Glenn Stovall


Metrics-Driven Business and Software Design

My Eureka Moment With Regular Expressions

Regular expressions are a tough cookie for most programmers to figure out. They are terrifying to look at with their daunting syntax. There is also nothing quite like regular expressions anywhere in programming. programmers may learn to hack together basic regex expressions, or how to cut and paste some they find online for their needs, but it can be tricky to get a real grasp of the concept. Here I’d like to explain the line of thinking that finally led to me grokking regex.

For reference, I’ll be using the PERL-style regular expression syntax used by languages like PHP. Here’s a Regular Expressions Cheat Sheet That I’ll be referencing throughout this article, and it is a great resource to keep around.

Regular Expressions: A Language Unto Itself

The tricky thing about regular expressions is that it is its own language within a programming language. It has its own collection of symbols and syntax. Those long, scary strings that regexes are made up of are collections of these symbols and are used to make the pattern you want to match. Think of a regular expression as a sentence, and each one of the symbols as a word.

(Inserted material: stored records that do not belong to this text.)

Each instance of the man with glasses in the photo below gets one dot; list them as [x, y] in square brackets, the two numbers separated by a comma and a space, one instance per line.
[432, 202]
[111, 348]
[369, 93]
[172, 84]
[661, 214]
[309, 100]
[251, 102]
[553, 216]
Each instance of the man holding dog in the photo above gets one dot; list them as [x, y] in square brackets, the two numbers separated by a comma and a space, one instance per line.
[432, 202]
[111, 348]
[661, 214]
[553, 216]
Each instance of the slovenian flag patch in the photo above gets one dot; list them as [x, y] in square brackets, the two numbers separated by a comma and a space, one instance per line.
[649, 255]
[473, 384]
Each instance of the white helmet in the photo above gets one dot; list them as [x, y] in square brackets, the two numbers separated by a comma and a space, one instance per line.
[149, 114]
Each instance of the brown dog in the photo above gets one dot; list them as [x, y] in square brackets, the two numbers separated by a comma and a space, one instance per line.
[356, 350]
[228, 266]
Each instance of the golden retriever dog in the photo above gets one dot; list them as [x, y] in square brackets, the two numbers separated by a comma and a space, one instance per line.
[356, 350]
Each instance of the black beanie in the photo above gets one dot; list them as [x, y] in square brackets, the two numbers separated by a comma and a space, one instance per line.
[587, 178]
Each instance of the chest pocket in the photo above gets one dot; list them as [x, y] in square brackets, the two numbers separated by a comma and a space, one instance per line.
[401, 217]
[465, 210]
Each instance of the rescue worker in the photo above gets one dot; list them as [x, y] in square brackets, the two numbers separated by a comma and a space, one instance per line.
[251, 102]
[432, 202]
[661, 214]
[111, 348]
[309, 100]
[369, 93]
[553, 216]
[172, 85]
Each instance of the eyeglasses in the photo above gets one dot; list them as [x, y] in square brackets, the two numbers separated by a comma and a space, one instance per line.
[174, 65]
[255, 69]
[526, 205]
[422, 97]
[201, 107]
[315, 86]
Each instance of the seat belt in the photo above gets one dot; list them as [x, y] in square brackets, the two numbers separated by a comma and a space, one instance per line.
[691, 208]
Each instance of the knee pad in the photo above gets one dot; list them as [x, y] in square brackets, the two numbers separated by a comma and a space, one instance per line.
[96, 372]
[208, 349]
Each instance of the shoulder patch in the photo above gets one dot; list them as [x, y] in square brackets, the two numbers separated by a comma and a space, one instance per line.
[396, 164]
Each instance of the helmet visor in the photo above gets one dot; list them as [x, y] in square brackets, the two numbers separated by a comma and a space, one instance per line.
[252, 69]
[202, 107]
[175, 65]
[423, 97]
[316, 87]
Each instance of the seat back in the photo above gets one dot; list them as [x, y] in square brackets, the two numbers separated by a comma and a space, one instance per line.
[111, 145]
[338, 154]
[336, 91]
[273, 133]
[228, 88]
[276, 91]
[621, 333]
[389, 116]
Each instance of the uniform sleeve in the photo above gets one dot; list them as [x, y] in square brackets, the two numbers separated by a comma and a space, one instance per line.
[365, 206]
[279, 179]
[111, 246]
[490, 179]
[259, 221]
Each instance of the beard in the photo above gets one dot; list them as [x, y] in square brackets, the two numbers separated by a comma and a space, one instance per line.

Writing “Words” in Regular Expressions

Most of the words of your regular expression are going to be made of a few different language constructs:

  • Ranges : defining a set of characters that can match. Common examples are [A-Z], which means all capital letters, [0-9] or which means all digits. These can be combined as well. A common on is [A-Za-z0-9-_] which would match all letters, numbers, hyphens, and underscores.
  • Character Classes : similar to ranges. \s means ‘any white space character’, where \S means ‘any non-white space character’.
  • Metacharacters : characters that have thier own special meaning, the most common being the pipe | character, which means ‘or’ similar to || in most programming languages. A subset of metacharacters is anchors, where can denote the beginning of a string (^) or the end of a string ($).
  • Quantifiers : quantifiers are a kind of ‘modifier’ to the above patterns. These let you tell the pattern how many of the previous pattern to look for. The common ones are: * for 0 or more, + for 1 or more, and ? for 0 or 1. You can also explicity state an amount with something like {5} for 5 characters, or a range, such as {3-6}, which matches anywhere between three and six characters.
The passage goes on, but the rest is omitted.